Insomma, per tornare al nostro personaggio pluricelebrato, Karl Lagerfeld era un genio o un abile manipolatore? (Benché nello stile si tenda a considerare i due termini del tutto intercambiabili.) Quel che ha fatto, pertanto, è incomparabile come l’arte – stando a prezzi e grancassa – o è semplice abbigliamento impastato di eccezionale promozione? (E in questo secondo caso, non necessariamente meritevole di spazi culturali o di apprezzamento cronachistico.) E se un genio insuperabile come si è celebrato in vita e in morte, come pensare di sostituirlo? Si potrebbe forse sostituire Ronconi? Strehler? Fellini? O Chaplin? Savinio e Kounellis? O la Callas? Dunque, sono il danaro e il padrone a stabilire l’immortalità di un creatore e la sua sopravvivenza in corpi estranei, come per la più classica delle reincarnazioni? Basta un nome per farne quel che si vuole? Persino sostituendo quello di un nuotatore olimpionico con quello di un alpinista?

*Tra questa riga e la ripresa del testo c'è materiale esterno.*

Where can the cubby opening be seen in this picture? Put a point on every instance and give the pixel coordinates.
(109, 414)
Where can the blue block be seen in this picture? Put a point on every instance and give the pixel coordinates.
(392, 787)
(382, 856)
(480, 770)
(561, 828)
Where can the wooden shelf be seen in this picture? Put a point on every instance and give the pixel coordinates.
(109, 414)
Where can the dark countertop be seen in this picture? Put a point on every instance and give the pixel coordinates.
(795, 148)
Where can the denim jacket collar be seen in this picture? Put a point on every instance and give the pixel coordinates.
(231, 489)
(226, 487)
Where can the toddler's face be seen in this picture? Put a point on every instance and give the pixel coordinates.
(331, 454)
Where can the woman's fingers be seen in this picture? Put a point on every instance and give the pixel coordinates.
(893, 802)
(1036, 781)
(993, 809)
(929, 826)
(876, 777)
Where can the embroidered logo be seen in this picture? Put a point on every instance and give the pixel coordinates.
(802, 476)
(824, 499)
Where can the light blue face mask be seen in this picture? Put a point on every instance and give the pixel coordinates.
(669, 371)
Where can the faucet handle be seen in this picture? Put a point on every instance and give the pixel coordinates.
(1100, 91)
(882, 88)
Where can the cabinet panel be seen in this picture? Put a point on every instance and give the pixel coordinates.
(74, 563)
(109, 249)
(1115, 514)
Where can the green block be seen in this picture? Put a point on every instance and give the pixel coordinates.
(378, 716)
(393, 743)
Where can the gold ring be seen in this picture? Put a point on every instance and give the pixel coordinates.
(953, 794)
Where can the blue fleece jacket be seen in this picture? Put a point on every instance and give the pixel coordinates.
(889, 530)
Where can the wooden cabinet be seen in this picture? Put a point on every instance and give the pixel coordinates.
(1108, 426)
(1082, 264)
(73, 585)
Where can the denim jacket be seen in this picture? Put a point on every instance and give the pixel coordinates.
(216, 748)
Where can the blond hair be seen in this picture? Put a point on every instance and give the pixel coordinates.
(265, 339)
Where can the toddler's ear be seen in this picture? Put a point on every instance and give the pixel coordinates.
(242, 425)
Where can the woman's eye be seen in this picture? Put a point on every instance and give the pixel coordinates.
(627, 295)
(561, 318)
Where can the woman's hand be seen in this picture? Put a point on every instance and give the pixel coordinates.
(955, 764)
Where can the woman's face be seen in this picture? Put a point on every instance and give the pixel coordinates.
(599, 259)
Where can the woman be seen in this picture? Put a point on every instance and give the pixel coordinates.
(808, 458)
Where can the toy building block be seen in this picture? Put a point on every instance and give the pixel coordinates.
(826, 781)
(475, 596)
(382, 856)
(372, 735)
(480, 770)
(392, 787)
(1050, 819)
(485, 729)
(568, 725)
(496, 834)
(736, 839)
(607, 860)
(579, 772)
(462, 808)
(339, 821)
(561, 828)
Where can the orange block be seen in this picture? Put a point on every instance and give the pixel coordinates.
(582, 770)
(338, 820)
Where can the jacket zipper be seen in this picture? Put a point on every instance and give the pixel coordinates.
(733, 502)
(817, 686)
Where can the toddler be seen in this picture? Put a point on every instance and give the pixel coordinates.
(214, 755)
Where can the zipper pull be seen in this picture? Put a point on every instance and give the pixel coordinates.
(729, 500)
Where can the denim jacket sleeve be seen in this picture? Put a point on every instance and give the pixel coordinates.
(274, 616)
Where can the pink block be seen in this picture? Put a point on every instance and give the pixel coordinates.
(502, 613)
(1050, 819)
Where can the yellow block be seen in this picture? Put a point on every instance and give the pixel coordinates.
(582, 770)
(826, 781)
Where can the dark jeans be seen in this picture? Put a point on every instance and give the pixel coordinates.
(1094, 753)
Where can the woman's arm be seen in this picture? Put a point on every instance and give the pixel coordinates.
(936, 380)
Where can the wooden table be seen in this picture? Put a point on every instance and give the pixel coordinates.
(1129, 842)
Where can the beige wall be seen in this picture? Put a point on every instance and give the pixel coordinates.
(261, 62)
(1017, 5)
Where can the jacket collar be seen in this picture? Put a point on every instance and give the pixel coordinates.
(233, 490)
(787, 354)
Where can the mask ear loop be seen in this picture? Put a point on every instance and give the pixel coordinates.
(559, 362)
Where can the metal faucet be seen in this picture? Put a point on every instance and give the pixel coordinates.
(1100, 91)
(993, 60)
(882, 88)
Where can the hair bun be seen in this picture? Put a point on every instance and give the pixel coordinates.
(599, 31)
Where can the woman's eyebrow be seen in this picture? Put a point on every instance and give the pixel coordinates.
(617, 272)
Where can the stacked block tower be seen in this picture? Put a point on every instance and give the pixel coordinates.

Questo è lo scempio: una violenta e accondiscesa sostituzione delle carte in tavola. Ed è probabile che lo scorrettissimo Karl Lagerfeld, dai suoi Campi Elisi, ne sia ben contento: godeva come un pazzo a prendere per i fondelli chi lo pagava, adulandolo.
“L’arte stessa deve stabilire con la realtà un rapporto che non è più di ornamento, di imitazione, ma di messa a nudo, di smascheramento, di ripulitura, di scavo, di riduzione violenta alla dimensione elementare dell’esistenza. È soprattutto nell’arte che si concentrano nel mondo moderno, nel nostro mondo, le forme più intense di un dire il vero che accetta il coraggio e il rischio di ferire” (Michel Foucault, nell’ultimo corso tenuto al Collège de France). Aggiungete all’arte la Moda e sembrerà scritto pensando al coraggio e alla bellezza di Prada, così come di Galliano.